Money paid to the collector of a port under protest, and on the certainty that, if not paid, clearance to vessels necessarily sailing on definite schedule would be refused, to the great damage of the owner, is paid involuntarily, and can, if unlawfully exacted, be recovered.

Congress has power to deal with the admission of aliens and to confide the enforcement of laws in regard thereto to administrative officers. United States v. Ju Toy, 198 U.S. 253.

In construing a congressional statute, this Court may consider the report of the committee as a guide to its true interpretation in order to dispel ambiguity, if any exists. The Delaware, 161 U.S. 459; Buttfield v. Stranahan, 192 U.S. 470.

It is within the competency of Congress, when legislating as to matters exclusively within its control, to impose appropriate obligations and sanction their enforcement by reasonable money penalties, giving to executive officers the power to enforce such penalties without the necessity of invoking the judicial power.

The authority, given by Congress in the Alien Immigration Act to the Secretary of Commerce and Labor to impose an exaction on a transportation company bringing to the United States an alien immigrant afflicted with a loathsome contagious disease when the medical examination establishes that the disease existed, and could have been detected by medical examination at the time of embarkation, does not purport to define and punish any criminal offense, but merely entails the infliction of a penalty enforceable by civil suit, and it is within the power of Congress to provide for such imposition by an executive officer, and the enforcement is not necessarily governed by the rules controlling the prosecution of criminal offenses. Wong Wing v. United States, 163 U.S. 228, distinguished; Hepner v. United States, 213 U.S. 103, followed.

The constitutional right of Congress to enact legislation in regard to a matter wholly within its jurisdiction is the sole measure by which the validity of such legislation is to be determined by the courts, and the courts cannot proceed on the supposition that harm will follow if the legislature be permitted full sway and, in order to correct the legislature, exceed their own authority, and assume that wrong may be done in order to prevent wrong being accomplished. McCray v. United States, 195 U.S. 27.

The imposition of a penalty by an executive officer when authorized by Congress in a matter wholly within its competency, such as alien immigration, is not unconstitutional under the Fifth Amendment as taking property without due process of law.

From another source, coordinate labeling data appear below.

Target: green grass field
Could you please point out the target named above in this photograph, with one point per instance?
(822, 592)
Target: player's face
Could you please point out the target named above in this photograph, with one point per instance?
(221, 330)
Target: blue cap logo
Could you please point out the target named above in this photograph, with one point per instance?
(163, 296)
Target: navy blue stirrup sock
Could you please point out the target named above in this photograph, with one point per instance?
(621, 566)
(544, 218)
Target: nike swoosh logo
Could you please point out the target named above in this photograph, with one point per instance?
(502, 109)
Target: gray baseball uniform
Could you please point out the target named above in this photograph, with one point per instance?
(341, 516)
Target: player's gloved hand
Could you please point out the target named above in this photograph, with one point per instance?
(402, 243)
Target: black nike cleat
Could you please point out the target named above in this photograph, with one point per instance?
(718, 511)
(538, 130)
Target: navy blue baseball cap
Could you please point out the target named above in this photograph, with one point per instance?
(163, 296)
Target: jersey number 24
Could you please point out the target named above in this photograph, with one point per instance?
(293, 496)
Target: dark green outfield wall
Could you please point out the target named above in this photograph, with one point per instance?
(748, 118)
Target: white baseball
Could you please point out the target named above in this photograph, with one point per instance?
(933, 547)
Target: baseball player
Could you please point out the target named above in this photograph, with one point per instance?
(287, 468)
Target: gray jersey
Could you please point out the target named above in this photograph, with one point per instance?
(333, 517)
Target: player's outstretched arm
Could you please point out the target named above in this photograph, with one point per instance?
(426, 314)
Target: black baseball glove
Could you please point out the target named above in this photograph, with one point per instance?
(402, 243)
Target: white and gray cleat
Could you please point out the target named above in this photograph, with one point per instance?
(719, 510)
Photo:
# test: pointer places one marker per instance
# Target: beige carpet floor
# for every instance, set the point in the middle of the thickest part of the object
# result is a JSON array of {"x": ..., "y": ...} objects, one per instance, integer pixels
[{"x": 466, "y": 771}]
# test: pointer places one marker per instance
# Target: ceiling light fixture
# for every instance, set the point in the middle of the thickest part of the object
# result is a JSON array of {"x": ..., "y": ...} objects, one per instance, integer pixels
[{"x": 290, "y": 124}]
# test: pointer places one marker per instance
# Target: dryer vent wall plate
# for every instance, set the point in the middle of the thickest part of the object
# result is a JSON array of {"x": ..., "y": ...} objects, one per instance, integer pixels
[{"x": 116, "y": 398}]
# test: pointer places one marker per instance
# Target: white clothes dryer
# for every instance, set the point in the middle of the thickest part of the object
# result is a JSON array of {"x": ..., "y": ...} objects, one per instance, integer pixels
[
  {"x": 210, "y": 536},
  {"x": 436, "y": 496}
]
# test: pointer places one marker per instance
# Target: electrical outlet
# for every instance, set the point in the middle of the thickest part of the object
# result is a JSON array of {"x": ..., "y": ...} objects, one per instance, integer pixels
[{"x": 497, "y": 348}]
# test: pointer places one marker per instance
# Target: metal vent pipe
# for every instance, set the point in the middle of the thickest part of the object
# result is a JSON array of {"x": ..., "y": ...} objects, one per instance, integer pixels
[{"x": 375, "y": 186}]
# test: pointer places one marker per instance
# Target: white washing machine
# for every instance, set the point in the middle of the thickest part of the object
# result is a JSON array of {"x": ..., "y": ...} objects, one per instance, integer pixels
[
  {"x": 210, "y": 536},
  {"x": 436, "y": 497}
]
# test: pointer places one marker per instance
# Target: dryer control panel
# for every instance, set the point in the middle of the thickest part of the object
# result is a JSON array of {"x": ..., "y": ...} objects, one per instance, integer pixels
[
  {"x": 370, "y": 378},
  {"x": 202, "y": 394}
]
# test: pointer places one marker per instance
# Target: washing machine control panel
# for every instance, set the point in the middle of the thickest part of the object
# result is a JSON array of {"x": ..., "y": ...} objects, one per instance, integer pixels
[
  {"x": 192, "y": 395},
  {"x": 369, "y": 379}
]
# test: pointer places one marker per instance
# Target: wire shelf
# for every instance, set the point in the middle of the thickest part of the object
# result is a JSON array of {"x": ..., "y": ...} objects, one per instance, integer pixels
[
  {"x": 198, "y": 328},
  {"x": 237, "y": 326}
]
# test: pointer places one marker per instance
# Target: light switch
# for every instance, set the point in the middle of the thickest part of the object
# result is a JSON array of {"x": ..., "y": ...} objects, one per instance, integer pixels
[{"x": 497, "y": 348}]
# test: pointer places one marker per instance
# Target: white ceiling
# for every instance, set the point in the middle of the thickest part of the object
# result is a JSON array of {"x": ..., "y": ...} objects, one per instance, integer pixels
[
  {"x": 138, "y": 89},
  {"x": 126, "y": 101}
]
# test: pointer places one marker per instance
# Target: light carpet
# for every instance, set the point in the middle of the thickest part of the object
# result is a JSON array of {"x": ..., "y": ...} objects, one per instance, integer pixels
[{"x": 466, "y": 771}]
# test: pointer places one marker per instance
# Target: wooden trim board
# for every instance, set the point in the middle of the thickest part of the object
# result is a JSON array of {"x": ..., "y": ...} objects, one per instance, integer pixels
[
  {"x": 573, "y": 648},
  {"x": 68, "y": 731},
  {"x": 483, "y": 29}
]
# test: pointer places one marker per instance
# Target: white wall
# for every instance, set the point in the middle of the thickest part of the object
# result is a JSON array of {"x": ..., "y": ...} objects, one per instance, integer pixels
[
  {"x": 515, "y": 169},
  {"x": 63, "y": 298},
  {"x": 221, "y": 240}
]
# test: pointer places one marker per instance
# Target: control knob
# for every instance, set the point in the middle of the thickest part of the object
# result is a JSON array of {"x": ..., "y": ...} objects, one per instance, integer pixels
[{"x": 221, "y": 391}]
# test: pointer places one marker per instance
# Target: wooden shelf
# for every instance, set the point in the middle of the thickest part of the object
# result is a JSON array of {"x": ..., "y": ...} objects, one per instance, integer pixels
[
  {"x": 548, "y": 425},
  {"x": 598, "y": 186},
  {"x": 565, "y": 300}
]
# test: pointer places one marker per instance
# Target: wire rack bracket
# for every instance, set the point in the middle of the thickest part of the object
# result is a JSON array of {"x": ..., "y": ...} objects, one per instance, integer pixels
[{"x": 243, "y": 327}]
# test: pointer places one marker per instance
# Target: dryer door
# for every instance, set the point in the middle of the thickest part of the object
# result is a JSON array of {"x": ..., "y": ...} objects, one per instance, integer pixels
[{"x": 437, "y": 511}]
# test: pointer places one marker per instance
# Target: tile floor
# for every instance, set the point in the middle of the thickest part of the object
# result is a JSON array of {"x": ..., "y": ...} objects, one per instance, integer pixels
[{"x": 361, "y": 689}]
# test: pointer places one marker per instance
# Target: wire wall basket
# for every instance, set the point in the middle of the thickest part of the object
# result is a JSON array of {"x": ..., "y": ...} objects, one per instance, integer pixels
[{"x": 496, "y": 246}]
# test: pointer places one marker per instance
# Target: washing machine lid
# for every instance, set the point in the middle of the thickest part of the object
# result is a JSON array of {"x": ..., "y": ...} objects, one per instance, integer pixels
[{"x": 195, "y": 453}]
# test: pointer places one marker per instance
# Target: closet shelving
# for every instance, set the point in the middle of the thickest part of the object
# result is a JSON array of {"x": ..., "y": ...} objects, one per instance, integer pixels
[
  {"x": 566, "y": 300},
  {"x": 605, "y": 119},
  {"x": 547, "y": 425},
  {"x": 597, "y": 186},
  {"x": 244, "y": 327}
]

The courts cannot make mere form, and not substance, the test of the constitutional power of Congress to enact a statute in regard to a matter over which Congress has absolute control.

The prohibition of § 9 of the Alien Immigration Act of March 3, 1903, c. 1012, 32 Stat. 1213, against bringing into the United States alien immigrants afflicted with loathsome and contagious diseases is within the absolute power of Congress, and that provision of the act is not unconstitutional because it provides that the Secretary of Commerce and Labor may, without judicial trial, impose upon, and exact penalties from, the transportation company for violation of the provisions.

The greater includes the less, and where Congress has power to sanction a prohibition by penalties enforceable by executive officers without judicial trial on the ascertainment in a prescribed manner of certain facts, the person upon whom the penalty is imposed is not entitled to any hearing in the sense of raising an issue and tendering evidence as to the facts so ascertained, and is not therefore denied due process because the time which the executive officer allows him after notice of the ascertainment and imposition to produce evidence as to certain facts on which the fine might be remitted is too short.

155 F. 428 affirmed.

The facts, which involve the constitutionality of § 9 of the Alien Immigration Act of March 3, 1903, are stated in the opinion.